Après la clôture cet été de son bilan annuel, Loïc Lemesre, gérant d’Ecolopo, entreprise de bardage située à Bondues a recommencé à respirer. « Notre chiffre d’affaires ? Il est moins bon que les années précédentes mais ce n’est pas non plus la cata » confie-t-il. Avec 17 salariés, l’entreprise affiche 3,7 millions d’euros pour 2019-2020 au lieu des 4 millions d’euros escomptés. « Heureusement que nous avions eu un très bon début d’année. Je peux dire que nous n’avons pas réellement souffert de la première vague. Grâce à la mise en place du chômage partiel et des prêts garantis par l’État, même si nous ne les avons pas utilisés. A ce jour, nous sommes à 50% de notre production et notre carnet de commandes affiche plus d’un an d’avance ». 

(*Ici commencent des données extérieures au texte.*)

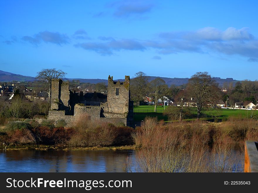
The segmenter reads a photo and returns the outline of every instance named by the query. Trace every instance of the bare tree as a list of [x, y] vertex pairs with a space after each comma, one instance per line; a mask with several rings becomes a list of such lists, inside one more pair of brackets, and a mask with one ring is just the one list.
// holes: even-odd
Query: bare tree
[[64, 77], [67, 73], [61, 70], [56, 70], [55, 68], [45, 68], [38, 73], [36, 78], [43, 81], [47, 81], [49, 86], [48, 98], [51, 98], [51, 80]]
[[149, 87], [150, 91], [153, 93], [155, 99], [155, 112], [156, 112], [158, 100], [161, 96], [163, 96], [163, 93], [162, 91], [166, 86], [165, 81], [160, 78], [157, 78], [149, 83]]
[[160, 90], [160, 96], [161, 96], [159, 100], [160, 100], [161, 102], [161, 104], [162, 106], [163, 106], [163, 105], [164, 104], [164, 102], [167, 99], [167, 96], [166, 95], [167, 95], [168, 93], [168, 87], [167, 85], [165, 85], [164, 87], [162, 88]]
[[24, 101], [21, 96], [17, 95], [13, 96], [9, 107], [9, 114], [11, 117], [19, 118], [23, 114], [23, 106]]
[[134, 77], [131, 81], [130, 88], [131, 96], [133, 100], [136, 101], [136, 105], [145, 96], [147, 83], [147, 75], [142, 72], [135, 73]]
[[187, 90], [192, 97], [197, 100], [197, 118], [200, 119], [204, 106], [213, 104], [218, 98], [218, 89], [215, 81], [207, 72], [198, 72], [191, 77], [187, 85]]

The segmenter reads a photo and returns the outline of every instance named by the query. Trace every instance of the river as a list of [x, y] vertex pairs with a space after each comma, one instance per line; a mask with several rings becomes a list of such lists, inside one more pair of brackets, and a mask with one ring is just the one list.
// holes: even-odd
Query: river
[[0, 151], [0, 172], [125, 172], [133, 150]]

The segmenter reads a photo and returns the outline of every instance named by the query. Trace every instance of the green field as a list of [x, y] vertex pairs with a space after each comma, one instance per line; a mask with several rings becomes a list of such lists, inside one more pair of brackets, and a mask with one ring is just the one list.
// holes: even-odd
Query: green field
[[[134, 107], [134, 120], [140, 121], [144, 120], [146, 116], [157, 117], [159, 120], [163, 120], [165, 121], [168, 120], [167, 116], [163, 113], [167, 110], [169, 107], [166, 106], [165, 110], [164, 107], [157, 106], [157, 113], [154, 112], [154, 107], [153, 105], [142, 105]], [[196, 118], [197, 109], [196, 108], [189, 108], [188, 116], [185, 117], [185, 120], [194, 120]], [[223, 109], [209, 108], [204, 109], [202, 112], [202, 120], [214, 120], [215, 119], [227, 119], [230, 117], [241, 116], [250, 118], [251, 117], [258, 118], [258, 110], [248, 110], [241, 109]]]

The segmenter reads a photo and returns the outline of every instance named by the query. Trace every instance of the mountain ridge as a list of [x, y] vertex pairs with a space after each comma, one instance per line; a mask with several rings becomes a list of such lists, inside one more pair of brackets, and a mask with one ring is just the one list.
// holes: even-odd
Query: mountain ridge
[[[169, 78], [160, 76], [147, 76], [149, 81], [151, 81], [157, 78], [160, 78], [164, 80], [168, 85], [170, 86], [172, 85], [176, 86], [180, 86], [182, 85], [187, 84], [189, 78]], [[225, 79], [221, 78], [218, 77], [213, 77], [212, 78], [216, 82], [218, 83], [220, 86], [222, 86], [224, 82], [230, 83], [232, 82], [235, 84], [236, 82], [240, 80], [234, 80], [232, 78], [227, 78]], [[133, 78], [132, 78], [133, 79]], [[100, 83], [104, 83], [106, 85], [108, 84], [108, 80], [106, 79], [100, 79], [99, 78], [63, 78], [63, 80], [76, 80], [81, 82], [88, 83], [91, 84], [96, 84]], [[20, 82], [29, 82], [34, 81], [36, 80], [35, 77], [28, 76], [23, 76], [20, 74], [17, 74], [8, 72], [5, 72], [0, 70], [0, 81], [9, 82], [11, 81], [18, 81]], [[114, 81], [119, 80], [122, 81], [124, 80], [124, 79], [118, 79], [114, 80]]]

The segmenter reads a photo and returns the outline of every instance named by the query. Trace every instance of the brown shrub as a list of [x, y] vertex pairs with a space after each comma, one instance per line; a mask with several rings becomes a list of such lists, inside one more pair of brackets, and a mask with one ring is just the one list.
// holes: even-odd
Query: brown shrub
[[89, 120], [87, 114], [82, 115], [74, 123], [74, 132], [69, 144], [74, 146], [107, 146], [131, 145], [133, 129], [116, 127], [100, 121]]
[[45, 145], [65, 144], [70, 140], [74, 132], [72, 128], [40, 127], [32, 130], [36, 136], [37, 142]]
[[8, 132], [9, 140], [7, 143], [10, 145], [25, 144], [35, 142], [35, 138], [31, 132], [28, 129], [17, 129]]

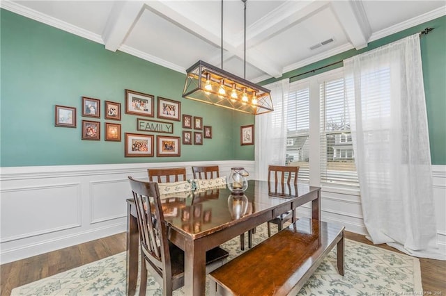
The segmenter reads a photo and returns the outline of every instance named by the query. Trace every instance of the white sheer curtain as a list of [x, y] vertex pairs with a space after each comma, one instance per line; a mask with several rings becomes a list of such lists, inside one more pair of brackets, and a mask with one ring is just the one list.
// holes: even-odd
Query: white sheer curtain
[[256, 116], [256, 179], [268, 180], [268, 165], [284, 165], [286, 151], [286, 113], [285, 100], [289, 79], [263, 85], [271, 90], [274, 111]]
[[436, 241], [418, 34], [344, 60], [344, 74], [369, 238], [444, 260]]

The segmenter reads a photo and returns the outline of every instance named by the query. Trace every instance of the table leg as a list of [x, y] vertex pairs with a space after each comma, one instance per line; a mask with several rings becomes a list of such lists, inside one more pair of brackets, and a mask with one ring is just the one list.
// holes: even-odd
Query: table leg
[[318, 197], [312, 202], [312, 217], [318, 220], [321, 218], [321, 190], [318, 190]]
[[197, 240], [186, 242], [184, 262], [185, 295], [201, 296], [206, 292], [206, 249]]
[[345, 249], [345, 240], [344, 239], [344, 231], [341, 240], [337, 243], [337, 271], [339, 274], [344, 276], [344, 250]]
[[138, 222], [131, 215], [131, 205], [127, 205], [127, 281], [125, 290], [128, 295], [134, 295], [138, 279]]

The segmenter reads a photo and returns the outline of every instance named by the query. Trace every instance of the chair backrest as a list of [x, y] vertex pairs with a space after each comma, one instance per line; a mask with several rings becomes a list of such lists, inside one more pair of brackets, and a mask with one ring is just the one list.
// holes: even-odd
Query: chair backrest
[[[288, 175], [286, 175], [288, 173]], [[299, 167], [286, 165], [269, 165], [268, 167], [268, 181], [271, 182], [271, 175], [274, 176], [274, 181], [277, 183], [285, 183], [286, 176], [286, 183], [289, 184], [291, 179], [293, 180], [294, 185], [298, 185], [298, 174]]]
[[192, 173], [194, 174], [194, 179], [208, 179], [220, 176], [218, 165], [192, 167]]
[[[172, 167], [169, 169], [148, 169], [148, 181], [157, 183], [178, 182], [186, 181], [185, 167]], [[183, 176], [183, 179], [179, 178]], [[173, 179], [173, 180], [171, 180]]]
[[171, 278], [167, 230], [156, 182], [144, 182], [128, 177], [136, 204], [141, 251], [157, 278]]

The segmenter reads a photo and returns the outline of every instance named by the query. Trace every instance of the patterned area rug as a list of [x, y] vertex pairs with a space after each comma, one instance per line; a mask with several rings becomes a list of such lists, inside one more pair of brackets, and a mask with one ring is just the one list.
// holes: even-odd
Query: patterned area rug
[[[257, 227], [253, 242], [258, 244], [267, 237], [266, 226], [263, 224]], [[247, 246], [247, 242], [245, 245]], [[240, 249], [239, 237], [222, 245], [222, 247], [229, 252], [229, 259], [243, 252]], [[321, 263], [298, 295], [376, 296], [422, 293], [420, 261], [417, 258], [346, 240], [343, 277], [337, 273], [336, 249]], [[208, 281], [206, 285], [208, 291]], [[125, 252], [17, 287], [12, 291], [12, 295], [125, 295]], [[147, 295], [162, 295], [160, 286], [151, 277], [148, 279]], [[180, 288], [174, 295], [185, 293]]]

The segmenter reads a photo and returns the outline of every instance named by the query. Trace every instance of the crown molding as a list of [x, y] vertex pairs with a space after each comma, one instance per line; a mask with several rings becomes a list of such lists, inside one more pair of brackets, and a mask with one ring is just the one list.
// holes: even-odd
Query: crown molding
[[338, 54], [343, 53], [353, 48], [353, 46], [350, 43], [341, 45], [340, 47], [337, 47], [336, 48], [330, 49], [328, 51], [321, 53], [317, 56], [312, 56], [311, 58], [300, 60], [298, 63], [295, 63], [294, 64], [291, 64], [290, 65], [284, 67], [284, 73], [286, 73], [290, 71], [293, 71], [296, 69], [299, 69], [302, 67], [306, 66], [307, 65], [312, 64], [313, 63], [318, 62], [323, 59], [328, 58], [331, 56], [335, 56]]
[[55, 17], [50, 17], [44, 13], [38, 13], [36, 10], [24, 7], [18, 3], [13, 2], [9, 0], [1, 0], [0, 1], [0, 8], [14, 13], [17, 13], [17, 15], [22, 15], [25, 17], [28, 17], [29, 19], [47, 24], [48, 26], [71, 33], [72, 34], [77, 35], [83, 38], [94, 41], [95, 42], [100, 43], [101, 44], [104, 44], [104, 40], [102, 40], [102, 36], [99, 34], [95, 34], [89, 31], [73, 26]]
[[420, 24], [423, 24], [426, 22], [431, 21], [432, 19], [435, 19], [438, 17], [443, 17], [443, 15], [446, 15], [446, 6], [442, 6], [437, 9], [434, 9], [432, 11], [429, 11], [429, 13], [426, 13], [421, 15], [418, 15], [417, 17], [413, 17], [410, 19], [408, 19], [407, 21], [404, 21], [399, 24], [397, 24], [396, 25], [391, 26], [383, 30], [378, 31], [378, 32], [375, 32], [370, 36], [369, 42], [377, 40], [395, 33], [400, 32], [407, 28], [412, 28], [413, 26], [417, 26]]

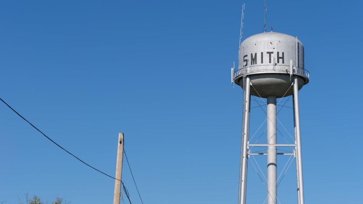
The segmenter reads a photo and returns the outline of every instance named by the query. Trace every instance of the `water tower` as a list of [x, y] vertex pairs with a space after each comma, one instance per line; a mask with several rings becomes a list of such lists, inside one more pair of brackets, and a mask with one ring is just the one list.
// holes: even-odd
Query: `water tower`
[[[304, 46], [297, 37], [272, 31], [246, 39], [240, 44], [239, 54], [238, 69], [233, 68], [232, 72], [233, 81], [241, 86], [244, 92], [238, 204], [246, 203], [247, 163], [251, 155], [267, 155], [267, 203], [278, 203], [277, 156], [279, 154], [295, 157], [298, 203], [303, 204], [298, 91], [309, 82], [309, 72], [304, 68]], [[249, 142], [251, 95], [267, 99], [266, 144]], [[291, 95], [295, 143], [278, 143], [277, 98]], [[254, 146], [266, 147], [267, 151], [254, 153], [250, 150]], [[277, 152], [277, 147], [283, 146], [291, 146], [294, 150], [290, 153]]]

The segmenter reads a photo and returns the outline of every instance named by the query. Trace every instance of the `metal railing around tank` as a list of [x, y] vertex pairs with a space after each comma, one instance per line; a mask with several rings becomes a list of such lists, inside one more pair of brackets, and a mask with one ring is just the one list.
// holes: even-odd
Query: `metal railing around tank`
[[[234, 78], [242, 76], [244, 74], [249, 75], [257, 72], [268, 73], [281, 73], [290, 74], [290, 67], [286, 65], [254, 65], [244, 67], [234, 72]], [[303, 68], [295, 66], [293, 66], [293, 74], [305, 77], [308, 79], [310, 77], [309, 71]]]

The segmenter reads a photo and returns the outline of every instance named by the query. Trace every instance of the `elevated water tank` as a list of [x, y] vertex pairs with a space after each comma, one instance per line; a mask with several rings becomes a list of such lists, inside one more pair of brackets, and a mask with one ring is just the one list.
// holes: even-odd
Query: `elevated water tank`
[[248, 75], [253, 86], [250, 88], [252, 95], [262, 98], [291, 95], [293, 89], [289, 89], [292, 82], [290, 60], [292, 73], [299, 76], [299, 90], [309, 82], [309, 72], [304, 67], [301, 42], [297, 38], [279, 33], [252, 35], [241, 44], [239, 69], [235, 73], [234, 82], [242, 86], [244, 76]]

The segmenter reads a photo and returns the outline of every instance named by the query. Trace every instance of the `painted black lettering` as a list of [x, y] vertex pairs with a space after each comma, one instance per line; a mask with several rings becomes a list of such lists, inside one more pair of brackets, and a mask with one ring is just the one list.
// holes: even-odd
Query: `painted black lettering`
[[271, 54], [273, 54], [273, 52], [266, 52], [266, 54], [269, 54], [269, 63], [271, 63]]
[[257, 64], [257, 53], [254, 53], [254, 57], [252, 53], [251, 53], [251, 65]]
[[282, 59], [282, 64], [285, 64], [285, 61], [284, 60], [284, 52], [282, 52], [282, 57], [280, 57], [279, 55], [280, 52], [277, 52], [277, 63], [280, 63], [280, 59]]
[[243, 56], [243, 61], [245, 62], [246, 63], [245, 64], [243, 65], [244, 67], [246, 67], [246, 66], [247, 65], [247, 61], [248, 61], [247, 60], [247, 59], [245, 59], [245, 58], [247, 57], [248, 56], [248, 55], [245, 55]]

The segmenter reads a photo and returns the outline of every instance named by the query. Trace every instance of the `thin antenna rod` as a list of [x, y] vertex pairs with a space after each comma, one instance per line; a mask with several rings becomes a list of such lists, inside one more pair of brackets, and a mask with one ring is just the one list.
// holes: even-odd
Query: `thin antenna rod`
[[265, 0], [265, 25], [264, 26], [265, 33], [266, 32], [266, 0]]
[[242, 29], [243, 28], [243, 18], [245, 17], [245, 4], [242, 6], [242, 15], [241, 17], [241, 29], [240, 30], [240, 43], [238, 44], [238, 60], [240, 60], [240, 48], [241, 47], [241, 39], [242, 38]]

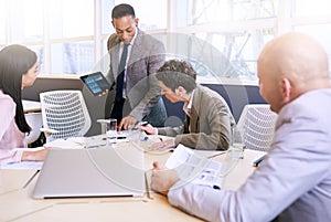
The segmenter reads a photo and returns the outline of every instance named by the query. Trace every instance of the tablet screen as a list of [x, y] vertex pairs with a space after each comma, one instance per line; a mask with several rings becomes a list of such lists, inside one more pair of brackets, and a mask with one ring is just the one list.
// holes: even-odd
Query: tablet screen
[[105, 78], [102, 72], [83, 75], [81, 76], [81, 80], [94, 95], [99, 95], [106, 89], [110, 88], [108, 81]]

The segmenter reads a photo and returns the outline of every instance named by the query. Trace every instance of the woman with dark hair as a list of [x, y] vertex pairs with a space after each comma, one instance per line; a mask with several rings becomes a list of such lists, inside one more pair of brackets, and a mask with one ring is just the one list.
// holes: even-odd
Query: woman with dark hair
[[0, 162], [44, 160], [46, 149], [18, 151], [28, 147], [31, 131], [22, 106], [22, 89], [38, 75], [36, 54], [23, 45], [9, 45], [0, 51]]

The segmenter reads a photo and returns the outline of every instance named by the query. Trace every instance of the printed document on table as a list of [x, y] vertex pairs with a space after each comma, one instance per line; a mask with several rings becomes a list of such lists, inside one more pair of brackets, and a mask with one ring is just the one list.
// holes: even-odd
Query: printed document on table
[[196, 184], [221, 189], [223, 177], [220, 176], [222, 163], [194, 154], [193, 149], [179, 145], [166, 162], [180, 178]]

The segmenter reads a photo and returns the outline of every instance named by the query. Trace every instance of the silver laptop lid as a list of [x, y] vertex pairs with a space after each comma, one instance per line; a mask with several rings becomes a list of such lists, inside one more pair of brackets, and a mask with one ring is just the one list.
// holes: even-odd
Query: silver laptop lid
[[32, 197], [141, 197], [143, 152], [138, 149], [50, 149]]

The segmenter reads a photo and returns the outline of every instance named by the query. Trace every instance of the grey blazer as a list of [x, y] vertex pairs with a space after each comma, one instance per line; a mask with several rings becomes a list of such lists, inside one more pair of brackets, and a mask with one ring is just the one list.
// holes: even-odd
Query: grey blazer
[[[161, 96], [161, 88], [154, 74], [166, 60], [164, 45], [153, 36], [137, 28], [137, 38], [131, 47], [126, 70], [126, 101], [124, 116], [131, 115], [138, 120], [148, 120], [153, 126], [163, 126], [167, 118], [166, 107]], [[118, 75], [120, 40], [111, 34], [107, 42], [110, 65], [107, 80], [113, 89], [116, 87]], [[109, 93], [108, 95], [111, 95]], [[108, 105], [114, 101], [108, 96]], [[111, 101], [109, 103], [109, 101]], [[106, 112], [109, 108], [106, 107]], [[107, 116], [107, 114], [106, 114]]]
[[158, 128], [160, 135], [175, 137], [175, 146], [182, 144], [195, 149], [226, 150], [231, 142], [231, 126], [235, 119], [225, 99], [216, 92], [197, 85], [192, 101], [190, 120], [180, 127]]

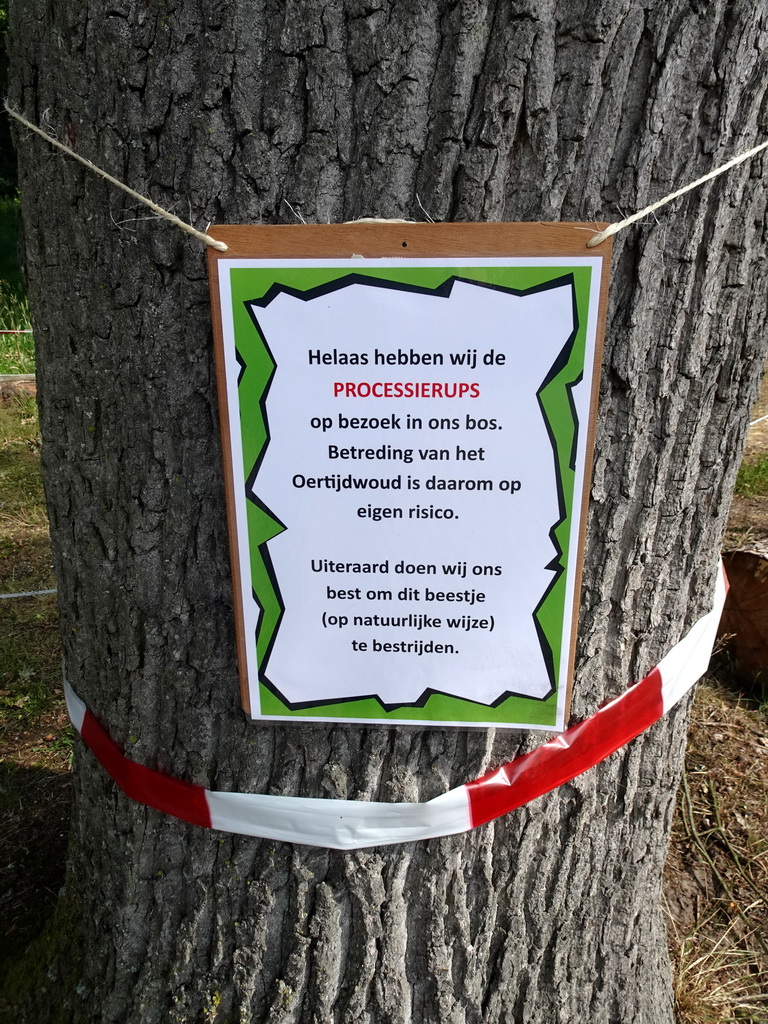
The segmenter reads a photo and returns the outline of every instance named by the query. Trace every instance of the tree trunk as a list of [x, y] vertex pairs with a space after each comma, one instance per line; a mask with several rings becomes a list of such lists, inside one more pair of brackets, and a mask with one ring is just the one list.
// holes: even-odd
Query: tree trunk
[[[15, 0], [11, 40], [13, 103], [203, 228], [615, 220], [765, 131], [757, 0]], [[16, 143], [66, 669], [112, 735], [209, 788], [360, 800], [538, 744], [245, 720], [204, 247]], [[760, 168], [615, 240], [577, 719], [711, 601], [768, 339]], [[13, 1019], [667, 1024], [685, 726], [473, 833], [356, 853], [183, 824], [78, 744], [67, 891]]]

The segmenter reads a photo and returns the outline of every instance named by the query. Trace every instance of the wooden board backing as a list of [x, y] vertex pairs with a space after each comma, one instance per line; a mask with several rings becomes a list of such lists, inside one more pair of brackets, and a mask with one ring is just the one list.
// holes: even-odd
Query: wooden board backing
[[[608, 301], [608, 276], [612, 239], [608, 238], [592, 249], [587, 242], [607, 227], [604, 222], [591, 223], [442, 223], [420, 224], [398, 221], [352, 221], [346, 224], [219, 224], [208, 229], [217, 241], [225, 243], [226, 252], [208, 248], [208, 272], [216, 360], [216, 386], [219, 402], [219, 423], [226, 486], [226, 516], [229, 530], [229, 552], [232, 567], [232, 596], [237, 616], [237, 645], [240, 665], [240, 686], [243, 707], [251, 714], [251, 701], [246, 671], [246, 636], [243, 621], [243, 581], [240, 578], [240, 553], [234, 518], [234, 479], [231, 462], [229, 416], [224, 375], [224, 345], [219, 306], [218, 261], [220, 259], [379, 259], [402, 257], [428, 259], [452, 257], [562, 257], [589, 256], [602, 258], [596, 345], [596, 366], [602, 362], [605, 317]], [[587, 454], [582, 499], [582, 518], [577, 551], [571, 621], [571, 643], [568, 656], [566, 717], [570, 708], [573, 663], [575, 657], [579, 595], [584, 568], [584, 547], [587, 530], [587, 506], [592, 472], [592, 458], [597, 424], [597, 402], [600, 374], [594, 375], [590, 396], [587, 428]]]

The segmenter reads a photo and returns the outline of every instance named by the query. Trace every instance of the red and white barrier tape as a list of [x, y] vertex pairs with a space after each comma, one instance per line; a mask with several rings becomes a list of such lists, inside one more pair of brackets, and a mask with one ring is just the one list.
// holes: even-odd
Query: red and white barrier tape
[[214, 793], [129, 760], [65, 682], [67, 707], [86, 745], [126, 796], [182, 821], [334, 850], [452, 836], [575, 778], [658, 721], [707, 670], [726, 587], [721, 567], [712, 611], [641, 682], [555, 739], [424, 804]]

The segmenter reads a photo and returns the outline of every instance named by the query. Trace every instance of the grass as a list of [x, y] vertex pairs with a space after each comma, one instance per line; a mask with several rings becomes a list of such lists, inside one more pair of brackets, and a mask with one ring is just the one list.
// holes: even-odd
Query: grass
[[[0, 331], [30, 329], [30, 310], [16, 261], [18, 201], [0, 199]], [[0, 374], [33, 374], [31, 334], [0, 334]]]
[[[55, 587], [34, 394], [0, 393], [0, 593]], [[66, 858], [73, 733], [54, 597], [0, 600], [0, 945], [52, 912]]]
[[768, 453], [745, 456], [736, 477], [736, 494], [740, 498], [768, 495]]
[[[0, 593], [55, 586], [34, 395], [0, 393]], [[73, 732], [54, 597], [0, 600], [0, 944], [8, 961], [63, 881]], [[666, 879], [679, 1024], [768, 1024], [768, 709], [727, 660], [699, 684]]]

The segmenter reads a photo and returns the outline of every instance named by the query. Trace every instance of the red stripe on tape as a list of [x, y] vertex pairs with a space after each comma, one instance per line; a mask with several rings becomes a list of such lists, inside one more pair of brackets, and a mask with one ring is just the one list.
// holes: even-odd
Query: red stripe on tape
[[89, 711], [85, 713], [81, 735], [126, 797], [194, 825], [211, 827], [203, 786], [130, 761]]
[[472, 827], [569, 782], [664, 715], [662, 675], [654, 669], [579, 725], [529, 754], [467, 782]]

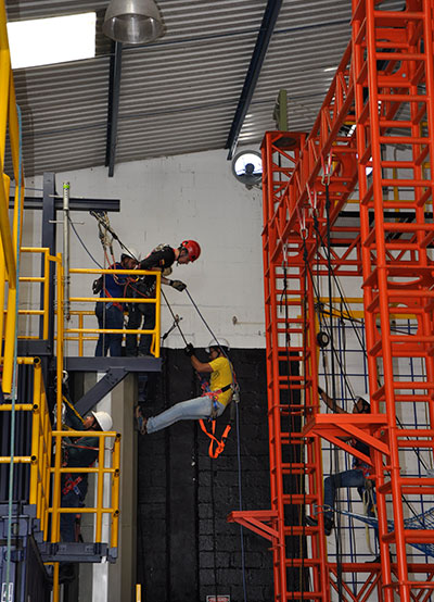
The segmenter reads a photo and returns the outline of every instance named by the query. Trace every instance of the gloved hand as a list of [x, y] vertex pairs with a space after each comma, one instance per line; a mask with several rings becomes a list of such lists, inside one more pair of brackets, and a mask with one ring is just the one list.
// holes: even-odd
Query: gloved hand
[[192, 355], [194, 355], [194, 347], [191, 344], [191, 342], [189, 342], [186, 347], [186, 349], [183, 350], [186, 355], [188, 355], [189, 358], [191, 358]]
[[181, 283], [181, 280], [169, 280], [169, 285], [179, 290], [179, 292], [182, 292], [187, 288], [187, 285]]

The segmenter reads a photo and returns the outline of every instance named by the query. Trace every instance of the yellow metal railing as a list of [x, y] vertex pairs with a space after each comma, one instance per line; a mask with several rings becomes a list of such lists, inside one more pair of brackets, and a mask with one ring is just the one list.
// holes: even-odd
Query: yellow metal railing
[[[111, 328], [85, 328], [82, 323], [79, 324], [78, 328], [68, 327], [65, 328], [65, 337], [67, 340], [77, 340], [79, 349], [84, 349], [84, 341], [89, 340], [86, 335], [100, 335], [100, 334], [122, 334], [122, 335], [151, 335], [152, 336], [152, 348], [154, 350], [155, 358], [159, 358], [159, 333], [161, 333], [161, 284], [162, 284], [162, 274], [161, 272], [150, 272], [146, 269], [88, 269], [82, 267], [74, 267], [69, 269], [69, 274], [117, 274], [128, 276], [133, 274], [135, 276], [155, 276], [156, 287], [155, 287], [155, 297], [148, 298], [143, 297], [142, 299], [130, 298], [130, 297], [72, 297], [69, 302], [73, 303], [151, 303], [155, 305], [155, 326], [153, 329], [111, 329]], [[72, 315], [80, 315], [79, 312], [73, 310]], [[84, 315], [90, 315], [92, 312], [86, 311]], [[76, 339], [71, 338], [71, 335], [78, 335]], [[86, 337], [86, 338], [85, 338]]]
[[[12, 224], [9, 220], [10, 176], [3, 172], [7, 131], [12, 155], [15, 179], [15, 200]], [[18, 186], [17, 183], [21, 183]], [[16, 250], [20, 248], [21, 225], [24, 204], [24, 171], [20, 165], [20, 117], [15, 101], [15, 88], [11, 70], [11, 54], [8, 43], [7, 13], [0, 2], [0, 303], [5, 300], [8, 283], [8, 319], [4, 323], [0, 312], [0, 341], [4, 333], [2, 389], [11, 392], [15, 348], [16, 297]]]
[[[31, 412], [31, 446], [29, 455], [14, 455], [14, 463], [30, 464], [29, 503], [36, 506], [41, 530], [47, 534], [50, 500], [51, 425], [38, 358], [21, 358], [18, 364], [34, 365], [34, 393], [31, 403], [16, 403], [16, 412]], [[11, 403], [2, 403], [0, 412], [12, 412]], [[0, 463], [10, 463], [10, 456], [0, 456]]]
[[[60, 516], [66, 514], [94, 514], [95, 515], [95, 541], [102, 541], [102, 517], [104, 514], [112, 516], [110, 547], [117, 548], [118, 519], [119, 519], [119, 476], [120, 476], [120, 435], [118, 432], [93, 431], [92, 437], [99, 438], [98, 466], [97, 467], [51, 467], [53, 475], [53, 503], [49, 507], [52, 514], [51, 541], [60, 540]], [[61, 440], [64, 437], [89, 437], [89, 431], [81, 430], [54, 430], [53, 437]], [[105, 463], [105, 441], [113, 438], [112, 465]], [[58, 455], [58, 454], [56, 454]], [[62, 474], [94, 474], [97, 482], [97, 505], [92, 507], [67, 507], [61, 505]], [[104, 506], [104, 475], [111, 475], [111, 505]]]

On commence à voir le bout du tunnel
Pour le dirigeant, ce qui a changé depuis la première crise du COVID-19, c’est qu’aujourd’hui il y a moins d’anxiété. L’activité a pu continuer. Et son entreprise s’est armée, avec des masques et du gel. « Nous continuons la visite quotidienne sur nos chantiers pour vérifier que nos gars se portent bien ». Il en a profité également pour faire le point sur sa société. « Lorsqu’un salarié nous a quittés avant l’été nous nous sommes accordés de la souplesse en choisissant de ne pas le remplacer. Cette fois-ci, je pense qu’on va commencer à voir le bout du tunnel », confie Loïc Lemesre, avec le même optimisme que pendant la première vague . 

THOMAS GOURLET dossier BTP Chronique-min

LOCUFIER>>  Thomas Gourlet Dirigeant-Mons-en-Baroeul

Après un petit trou d’air en juin-juillet, aujourd’hui l’activité est là pour Thomas Gourlet, gérant de l’entreprise Locufier à Mons-en-Baroeul. « Pour nous cette deuxième vague c’est un
« non évènement » car nous pouvons continuer à exercer notre métier. Avec le recul, on peut dire que nous avons assez bien vécu la première, nous nous en sommes sortis et notre carnet de commandes était bien regarni à la rentrée de septembre ». Aujourd’hui, sa seule crainte serait que ses 14 salariés se retrouvent sur le flanc. « J’ai des gars pour qui le Covid ne fait pas peur et d’autres qui sont plus inquiets à l’idée de tomber malade…»

BEAUREGARD>>  Rémy Beauregard Dirigeant-Liévin

Un COVID révélateur
« Aujourd’hui le COVID-19 a eu raison de moi, confie Rémy Beauregard, ex-dirigeant de l’entreprise éponyme à Liévin. La première vague passée, je me suis remis en question, comme beaucoup de confrères je pense ». Certes l’ancien dirigeant spécialisé dans la restauration extérieure des bâtiments aurait pu rebondir . Les chantiers étaient au rendez-vous. « J’ai eu peur de me reprendre une deuxième vague dans la figure. Cela a déclenché l’envie de passer à autre chose. J’ai alors proposé à mes salariés de reprendre l’entreprise mais cela n’intéressait personne. ‘Etre dirigeant c’est trop de charges sur les épaules’ », m’a-t-on fait comprendre… »

Puis il a eu une proposition venant de l’extérieur. Il a donc cédé son entreprise de 4 salariés en juillet. « Aujourd’hui, je ne regarde pas en arrière. Etre dirigeant dans ces conditions actuelles c’est difficile : problèmes de charges, gérer des salariés pas toujours conciliants…
Je ne suis plus étonné de voir certains dirigeants en avoir ras le bol et se lancer en tant qu’auto-entrepreneur. Je repars sur une autre activité hors bâtiment avec de nouvelles perspectives et je pense même quitter la région ».